亀と獣

ある日の午後、タートルズの隠れ家。
昨夜から風邪をこじらせてしまったゆきは、今朝起きるとすっかり喉をやられてしまい、声を出すと「かさ……す……」と空気の漏れるような音しか出なくなっていた。

「あぅ……(みんな、おはよう……)」

リビングのソファに毛布をかぶって縮こまっているゆきを見つけ、一番に気づいたのはラファエロだった。

「おい、ゆき! まだ喉が痛いのか? お湯持ってきたぞ、それともハチミツなめるか!?」
相変わらずの全開すぎる過保護っぷりで甲斐甲斐しく世話を焼くラファエロに、ゆきは申し訳なさそうに首を横に振る。

「声が出ないの……ごめんね、心配かけて……」と、口パクで懸命に伝えようとするゆき。
しかし、普段から声のトーンを気にする余裕もなく、焦って早口になってしまっているため、ラファエロは眉をハの字にして頭を抱えてしまった。

「くそっ、何て言ってるのか全然分かんねぇ……! ドナテロォオオオッ!! ゆきがなんか喋ってるけど聞き取れねぇから早く来てくれ!!」

ラファエロのいつもの大声の叫び声を聞きつけて、ラボからタブレットを片手にドナテロがのっそりとやってきた。

「もう、ラフィ。そんな大声出さなくても聞こえてるよ。……で、ゆきちゃんがどうかしたの?」

ドナテロは呆れ顔でため息をつきつつ、ゆきの前に歩み寄った。
ゆきは「あのね、声が出ないの。みんなに迷惑かけちゃうから、筆談用のボードを探そうと思って……」と、再び必死の口パクで訴えかける。

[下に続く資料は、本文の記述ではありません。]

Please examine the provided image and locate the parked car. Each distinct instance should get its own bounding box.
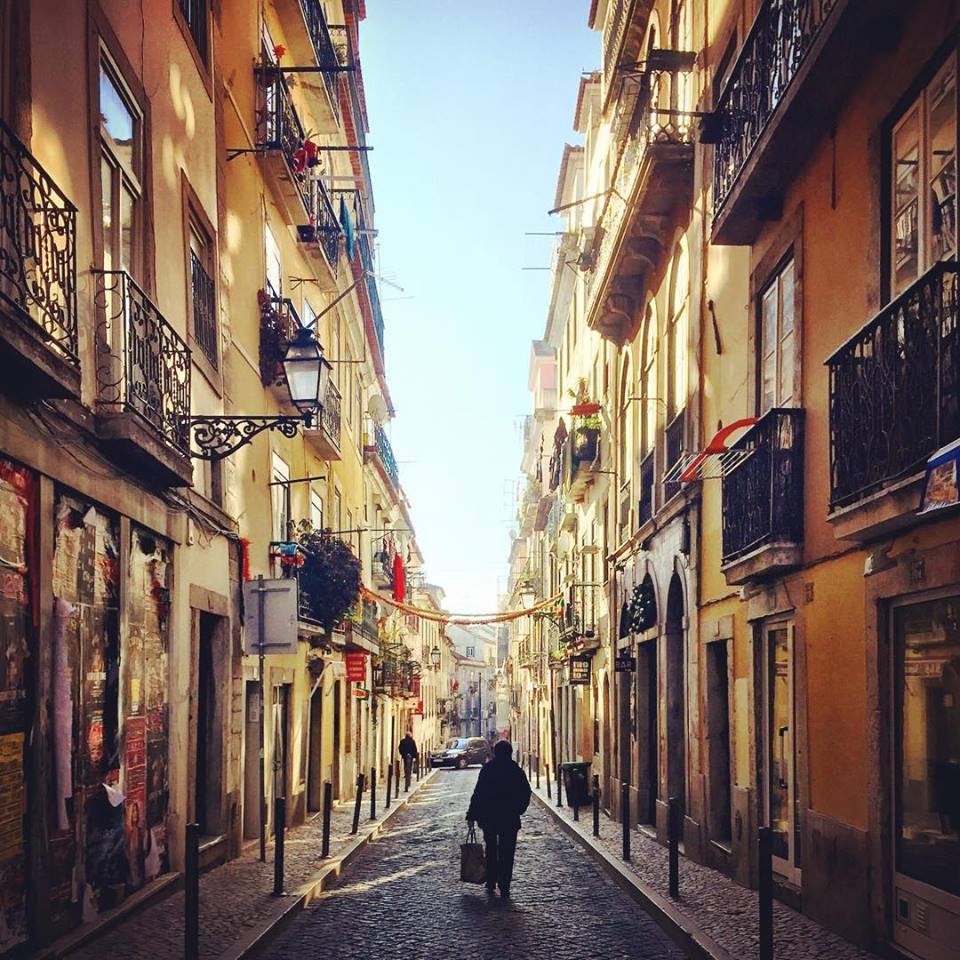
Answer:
[430,737,492,770]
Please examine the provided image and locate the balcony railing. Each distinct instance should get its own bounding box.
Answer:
[713,0,837,216]
[254,67,342,276]
[190,250,218,370]
[300,0,341,123]
[0,121,80,365]
[723,408,803,564]
[373,423,400,489]
[827,263,960,509]
[94,270,191,454]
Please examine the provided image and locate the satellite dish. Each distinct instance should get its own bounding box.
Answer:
[367,393,388,426]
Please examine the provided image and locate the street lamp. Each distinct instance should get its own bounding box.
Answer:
[181,327,331,460]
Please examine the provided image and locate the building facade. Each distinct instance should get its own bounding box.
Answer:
[508,0,960,958]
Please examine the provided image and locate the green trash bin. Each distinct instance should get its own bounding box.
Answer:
[560,763,591,807]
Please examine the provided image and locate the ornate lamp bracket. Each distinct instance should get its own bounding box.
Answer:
[183,416,309,460]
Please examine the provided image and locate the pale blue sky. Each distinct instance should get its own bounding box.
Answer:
[360,0,599,611]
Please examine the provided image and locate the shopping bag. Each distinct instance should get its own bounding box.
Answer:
[460,823,487,883]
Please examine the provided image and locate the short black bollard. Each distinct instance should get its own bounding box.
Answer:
[667,797,682,900]
[320,783,333,857]
[593,773,600,837]
[757,827,773,960]
[273,797,287,897]
[350,773,364,834]
[183,823,200,960]
[620,783,630,860]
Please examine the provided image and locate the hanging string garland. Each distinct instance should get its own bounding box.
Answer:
[361,587,563,627]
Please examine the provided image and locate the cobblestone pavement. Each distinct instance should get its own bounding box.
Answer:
[262,770,684,960]
[69,783,426,960]
[538,784,878,960]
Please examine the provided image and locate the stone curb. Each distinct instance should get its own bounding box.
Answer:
[216,769,436,960]
[533,790,737,960]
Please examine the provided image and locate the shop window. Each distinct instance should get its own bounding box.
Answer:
[889,53,957,296]
[893,596,960,896]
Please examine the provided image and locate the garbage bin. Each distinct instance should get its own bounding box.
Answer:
[560,763,590,807]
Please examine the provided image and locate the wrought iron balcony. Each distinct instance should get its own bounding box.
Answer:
[713,0,904,244]
[254,67,343,278]
[365,423,400,491]
[94,270,192,486]
[0,121,80,397]
[722,408,803,583]
[306,380,341,460]
[587,71,693,343]
[827,255,960,510]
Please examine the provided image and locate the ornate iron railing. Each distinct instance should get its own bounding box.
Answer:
[320,380,341,447]
[373,423,400,489]
[827,263,960,508]
[94,270,191,454]
[190,250,219,370]
[722,407,803,563]
[300,0,341,121]
[588,71,693,322]
[713,0,836,215]
[0,120,80,365]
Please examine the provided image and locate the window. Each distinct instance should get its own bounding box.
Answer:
[263,224,283,298]
[310,489,323,530]
[98,55,144,277]
[185,201,219,370]
[667,240,690,421]
[177,0,207,64]
[757,255,796,414]
[640,308,657,457]
[890,54,957,296]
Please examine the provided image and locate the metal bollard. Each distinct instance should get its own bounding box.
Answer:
[620,783,630,860]
[667,797,681,900]
[757,827,773,960]
[273,797,287,897]
[320,783,333,857]
[593,773,600,837]
[183,823,200,960]
[350,773,364,834]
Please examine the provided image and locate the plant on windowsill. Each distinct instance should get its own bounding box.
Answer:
[297,521,360,643]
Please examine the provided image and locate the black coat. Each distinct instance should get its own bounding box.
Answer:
[467,758,530,832]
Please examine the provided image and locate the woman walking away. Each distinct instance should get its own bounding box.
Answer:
[467,740,530,897]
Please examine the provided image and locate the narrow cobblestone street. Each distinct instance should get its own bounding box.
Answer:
[264,769,683,960]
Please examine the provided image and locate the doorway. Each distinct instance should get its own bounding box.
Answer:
[636,637,660,824]
[666,574,687,811]
[307,682,323,813]
[193,611,224,836]
[763,621,800,886]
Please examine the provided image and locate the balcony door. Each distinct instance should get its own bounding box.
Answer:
[762,621,800,886]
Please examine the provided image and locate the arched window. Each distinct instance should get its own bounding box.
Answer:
[640,308,658,457]
[667,239,690,420]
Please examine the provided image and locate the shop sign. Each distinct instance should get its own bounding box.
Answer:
[344,650,367,683]
[570,657,590,686]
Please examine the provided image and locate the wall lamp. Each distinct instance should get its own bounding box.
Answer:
[183,327,332,460]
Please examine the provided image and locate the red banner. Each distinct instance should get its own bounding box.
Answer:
[344,651,367,683]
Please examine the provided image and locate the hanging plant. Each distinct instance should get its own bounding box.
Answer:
[297,529,360,634]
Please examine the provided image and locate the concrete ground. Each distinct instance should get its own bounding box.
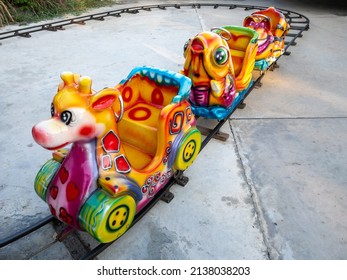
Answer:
[0,0,347,260]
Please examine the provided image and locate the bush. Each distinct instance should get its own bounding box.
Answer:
[0,0,113,26]
[0,0,14,26]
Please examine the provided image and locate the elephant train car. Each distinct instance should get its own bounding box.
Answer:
[32,7,289,243]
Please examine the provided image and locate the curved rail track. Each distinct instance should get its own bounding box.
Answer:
[0,3,310,259]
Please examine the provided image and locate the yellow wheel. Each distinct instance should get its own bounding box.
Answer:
[79,190,136,243]
[173,128,201,171]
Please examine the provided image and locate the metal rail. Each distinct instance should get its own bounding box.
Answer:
[0,3,310,40]
[0,3,310,260]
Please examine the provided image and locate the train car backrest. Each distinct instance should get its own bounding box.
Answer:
[118,70,182,157]
[252,7,289,38]
[121,74,178,111]
[222,25,258,76]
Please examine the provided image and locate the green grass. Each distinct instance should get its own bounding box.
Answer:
[0,0,117,26]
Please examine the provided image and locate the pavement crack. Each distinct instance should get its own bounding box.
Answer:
[229,120,279,260]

ラファエロが「おい、やっぱり口パクじゃさっぱり分からんぞ……?」と首を傾げる横で、ドナテロはタブレットを脇に挟み、フッと余裕の笑みを浮かべた。

「ん? なんだ、そんなことかい?」
「え……?」
「そんなの、僕にとっては朝飯前さ。――『声が出ないの、みんなに迷惑かけちゃうから、筆談用のボードを探そうと思って……』って言ったんだろ?」

ドナテロがサラリと言いのけた瞬間、ゆきは目を見開いてびくりと固まった。

「なっ……!? どうして分かったの……!?」
「驚いたな、お前、一言も声出てなかったぞ!?」ラファエロも目を剥いてドナテロを凝視する。

ドナテロは得意げにメガネを押し上げた。
「ふっふっふ、甘いね二人とも。僕たちニンジャは、戦闘中のアイコンタクトや暗号通信だけじゃなく、遠くからの読唇術だって基本のスキルなのさ。しかもゆきちゃんの場合、口の動きがすごく素直ですっごく読みやすいんだよね」

「す、すごすぎる……!」
ゆきが尊敬の眼差しを向けると、ドナテロは「ま、任せといてよ。今の君と意思疎通を図るなんて、僕にかかれば楽勝だよ」と頼もしく親指を立てて見せた。

「なんだと……? じゃあ、こいつが何考えてるか俺にも分かるか?」
面白くなさそうに腕を組んだラファエロが、ゆきの顔を覗き込む。

ゆきはちょっと意地悪な笑みを浮かべ、ドナテロに聞こえないように、しかしラファエロにだけはっきりと読めるように、ゆっくりと口を動かした。

――『ラフは、心配性のお母さんみたい』

「……っ!! おい、誰がお母さんだ誰がぁっ!!」

図星を突かれたラファエロが真っ赤になって抗議の声を上げ、それを見てマイキーが「あはは、ラフィ母さんだー!」と茶化し、レオナルドが笑いながら加勢する。
声が出なくても、ドナテロの完璧な読唇術と相変わらず賑やかな家族のおかげで、ゆきの心は温かい笑い声で満たされていくのだった。